Coolant, also known as antifreeze, is what keeps your engine’s temperature within a safe and optimal operating range. About every 30,000 miles (about 5 years for most drivers), it’s recommended to do a coolant flush since, for the most part, it’s the same coolant circulating in your engine system within that time period (versus burning off or being changed out like oil). Flushing your coolant will involve draining out all of the existing coolant, running distilled water through the system, and topping it off with new coolant--this guide is a good reference on how to do it!
Almost all modern vehicles have a power steering pump that remains lubricated by the application of power steering fluid. The pump’s reservoir has a screw-style cap that lifts off to enable you to check the fluid level. While this really only needs to be changed about every 100,000 miles or so, it’s an important part of the vehicle a lot of people take for granted. Without power steering, it’s up to you and your muscles to steer the car yourself, which is too heavy for most people to do.

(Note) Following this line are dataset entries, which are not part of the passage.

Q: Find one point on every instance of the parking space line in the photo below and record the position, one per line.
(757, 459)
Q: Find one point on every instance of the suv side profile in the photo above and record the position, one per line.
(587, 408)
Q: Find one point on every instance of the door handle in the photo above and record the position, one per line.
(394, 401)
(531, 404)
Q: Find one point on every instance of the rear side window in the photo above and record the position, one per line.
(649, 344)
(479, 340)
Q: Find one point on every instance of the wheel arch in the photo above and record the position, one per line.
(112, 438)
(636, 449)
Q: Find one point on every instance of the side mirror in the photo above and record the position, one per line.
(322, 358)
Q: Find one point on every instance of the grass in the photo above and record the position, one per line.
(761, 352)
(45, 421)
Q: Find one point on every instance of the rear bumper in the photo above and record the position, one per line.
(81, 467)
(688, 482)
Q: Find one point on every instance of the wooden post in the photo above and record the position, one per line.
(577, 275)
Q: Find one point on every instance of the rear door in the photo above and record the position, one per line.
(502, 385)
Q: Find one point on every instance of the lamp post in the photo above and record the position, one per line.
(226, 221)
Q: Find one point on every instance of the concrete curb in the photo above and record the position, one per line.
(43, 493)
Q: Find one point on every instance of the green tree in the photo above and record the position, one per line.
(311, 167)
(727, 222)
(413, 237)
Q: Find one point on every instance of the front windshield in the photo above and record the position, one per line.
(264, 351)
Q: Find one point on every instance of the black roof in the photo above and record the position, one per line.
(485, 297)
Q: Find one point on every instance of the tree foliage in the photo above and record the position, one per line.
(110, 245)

Some signs that you are having power steering problems are squealing noises when you are trying to turn the steering wheel, or you will feel some stiff resistance when you are trying to steer. If this is the case, you may need to take your vehicle into a shop.

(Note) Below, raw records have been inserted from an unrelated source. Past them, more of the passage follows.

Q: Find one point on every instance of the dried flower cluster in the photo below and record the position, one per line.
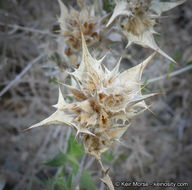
(138, 18)
(105, 101)
(69, 23)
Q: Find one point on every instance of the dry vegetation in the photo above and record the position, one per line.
(155, 148)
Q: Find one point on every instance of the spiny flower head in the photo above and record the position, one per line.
(102, 97)
(69, 21)
(138, 18)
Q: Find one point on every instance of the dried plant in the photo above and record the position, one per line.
(105, 101)
(138, 18)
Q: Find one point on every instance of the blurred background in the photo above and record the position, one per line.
(157, 147)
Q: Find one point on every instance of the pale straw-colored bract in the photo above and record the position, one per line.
(138, 18)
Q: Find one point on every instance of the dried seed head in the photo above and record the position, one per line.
(102, 97)
(139, 19)
(71, 19)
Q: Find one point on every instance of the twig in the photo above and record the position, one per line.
(81, 167)
(24, 28)
(18, 77)
(174, 73)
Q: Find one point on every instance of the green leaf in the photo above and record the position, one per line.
(56, 184)
(170, 68)
(69, 181)
(86, 181)
(56, 58)
(108, 5)
(54, 80)
(108, 156)
(59, 160)
(74, 148)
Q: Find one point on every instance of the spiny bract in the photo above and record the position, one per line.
(69, 23)
(139, 18)
(102, 97)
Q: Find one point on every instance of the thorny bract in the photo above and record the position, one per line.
(103, 96)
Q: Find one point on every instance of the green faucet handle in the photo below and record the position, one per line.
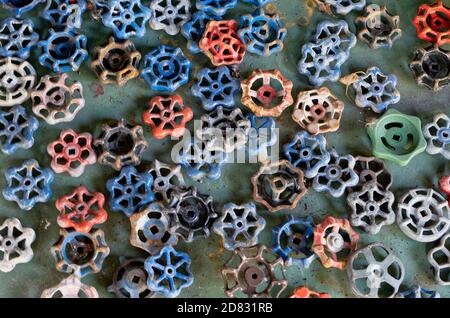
(397, 137)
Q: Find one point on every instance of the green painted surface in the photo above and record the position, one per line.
(28, 280)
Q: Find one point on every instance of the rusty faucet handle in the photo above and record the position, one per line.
(116, 62)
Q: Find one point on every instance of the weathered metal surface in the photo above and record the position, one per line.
(110, 102)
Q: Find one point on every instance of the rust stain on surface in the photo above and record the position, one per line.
(96, 89)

When you pop your hood and look at the engine, you’ll see there’s a big rubber belt connecting a bunch of cogs and pulleys together. This is the serpentine belt, and it’s critical to your engine being able to run properly because it connects a whole lot of moving parts and different systems necessary for your car to be able to run. When you hear a squealing or chirping noise coming from under the hood when you start your car, it’s a good sign your belt is about ready to retire. Usually, timing belts should be replaced between 60,000 to 100,000 miles, but replace them sooner if you hear slapping or squealing noises under the hood.
Your vehicle's engine and the transmission are the two most complex parts to your vehicle, and two parts that you definitely don't want to have to pay the price to replace. Whether it’s an automatic or manual transmission, most manufacturers recommend changing the fluid every 30,000 to 60,000 miles. While this is definitely doable yourself, the process can differ between makes and models, so make sure to either do your research or just drop it off at the shop.
Taking the time to make sure your transmission fluid is clear and clean will extend the life of your transmission, saving you thousands of dollars in potential repairs down the road.
Make sure that your engine’s air filter is clean. One of the main parts to the way an engine works is compressing air and fuel for combustion, so if you’re not pushing clean air into the system, your engine won’t be happy.
Luckily, this is an easy, inexpensive thing to do, but you do need to do it about once a year.
While you generally don’t want to do much to mess with the battery, keeping it clean, doing a visual inspection, and being mindful of how old it is will ensure you don’t get stuck in a random parking lot somewhere because your battery died.
When you are checking fluids, don't forget to check the brake fluid level. Make sure that your vehicle is on a level surface first, then unscrew the reservoir cap. The brake fluid level should be somewhere in the middle of the minimum and maximum marks in the fluid reservoir. If it’s low, keep in mind that your brake pads likely need changed!
For disc brakes, it’s generally easy to change the brake pads if you’re mechanically inclined, otherwise you can take your car to a shop for a bit more cash than it would take to do it yourself. From drum brakes, the process is a little more intensive, so most people just take their vehicles into a shop to have this done. Either way, the absolute average to change brakes is every 50,000 miles, but if you’re hearing squeaking when you go to stop, or if you find you really have to push your foot down, chances are it’s time for a change.
While it may seem like a lot of work, it’ll be worth all your efforts when your car lasts past 100,000, or even 200,000 miles without having issues, so get to wrenching!